Before taking LIVTENCITY, tell your healthcare provider about all your medical conditions, including if you:

  • are pregnant or plan to become pregnant. It is not known if LIVTENCITY will harm your unborn baby.
  • are breastfeeding or plan to breastfeed. It is not known if LIVTENCITY passes into your breast milk. Talk to your healthcare provider about the best way to feed your baby during treatment with LIVTENCITY.

Tell your healthcare provider about all of the medicines you take, including prescription and over-the-counter medicines, vitamins and herbal supplements. LIVTENCITY may affect the way other medicines work, and other medicines may affect how LIVTENCITY works and cause serious side effects.

Especially tell your healthcare provider if you take a seizure (anticonvulsant) medicine.

  • Do not start a new medicine without telling your healthcare provider. Your healthcare provider will tell you if it is safe to take LIVTENCITY with other medicines.

What are the possible side effects of LIVTENCITY?

The most common side effects of LIVTENCITY include:

  • changes in taste
  • nausea
  • diarrhea
  • vomiting
  • tiredness

These are not all the possible side effects of LIVTENCITY. Call your doctor for medical advice about side effects.

For additional safety information, click for Patient Information and discuss with your HCP.

You are encouraged to report negative side effects of prescription drugs to the FDA. Visit, or call 1-800-FDA-1088.

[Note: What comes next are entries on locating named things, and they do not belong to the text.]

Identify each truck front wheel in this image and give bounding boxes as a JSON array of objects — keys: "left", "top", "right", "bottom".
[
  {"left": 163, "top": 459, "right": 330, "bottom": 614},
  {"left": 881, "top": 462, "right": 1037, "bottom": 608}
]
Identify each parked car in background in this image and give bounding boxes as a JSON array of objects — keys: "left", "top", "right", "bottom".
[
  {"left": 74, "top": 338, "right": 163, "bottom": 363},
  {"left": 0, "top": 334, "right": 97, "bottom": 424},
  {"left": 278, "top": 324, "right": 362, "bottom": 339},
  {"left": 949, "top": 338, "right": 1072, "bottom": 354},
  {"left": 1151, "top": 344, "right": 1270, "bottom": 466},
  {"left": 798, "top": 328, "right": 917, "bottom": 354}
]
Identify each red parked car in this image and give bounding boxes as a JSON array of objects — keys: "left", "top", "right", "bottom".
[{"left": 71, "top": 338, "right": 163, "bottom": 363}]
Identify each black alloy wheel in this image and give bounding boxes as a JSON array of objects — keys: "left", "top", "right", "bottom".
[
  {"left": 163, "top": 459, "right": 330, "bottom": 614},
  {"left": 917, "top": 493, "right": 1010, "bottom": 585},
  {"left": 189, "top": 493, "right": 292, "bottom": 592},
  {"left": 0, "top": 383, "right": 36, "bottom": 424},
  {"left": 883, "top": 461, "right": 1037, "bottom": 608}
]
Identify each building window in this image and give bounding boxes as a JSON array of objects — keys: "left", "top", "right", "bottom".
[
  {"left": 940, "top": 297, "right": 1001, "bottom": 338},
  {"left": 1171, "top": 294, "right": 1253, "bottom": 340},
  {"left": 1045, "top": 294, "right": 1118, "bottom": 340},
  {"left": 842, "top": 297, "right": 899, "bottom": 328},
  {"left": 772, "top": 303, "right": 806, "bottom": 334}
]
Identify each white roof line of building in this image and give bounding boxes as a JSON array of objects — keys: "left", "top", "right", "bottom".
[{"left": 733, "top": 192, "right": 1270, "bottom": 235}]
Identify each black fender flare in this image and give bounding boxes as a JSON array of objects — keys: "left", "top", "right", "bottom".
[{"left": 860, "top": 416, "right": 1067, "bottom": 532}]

LIVTENCITY is a prescription medicine used to treat cytomegalovirus (CMV) infection and disease in adults and children 12 years of age and older weighing at least 77 pounds (35 kg) who have received a transplant, when their infection or disease does not respond to treatment with the medicines ganciclovir, valganciclovir, cidofovir or foscarnet. It is not known if LIVTENCITY is safe and effective in children under 12 years of age.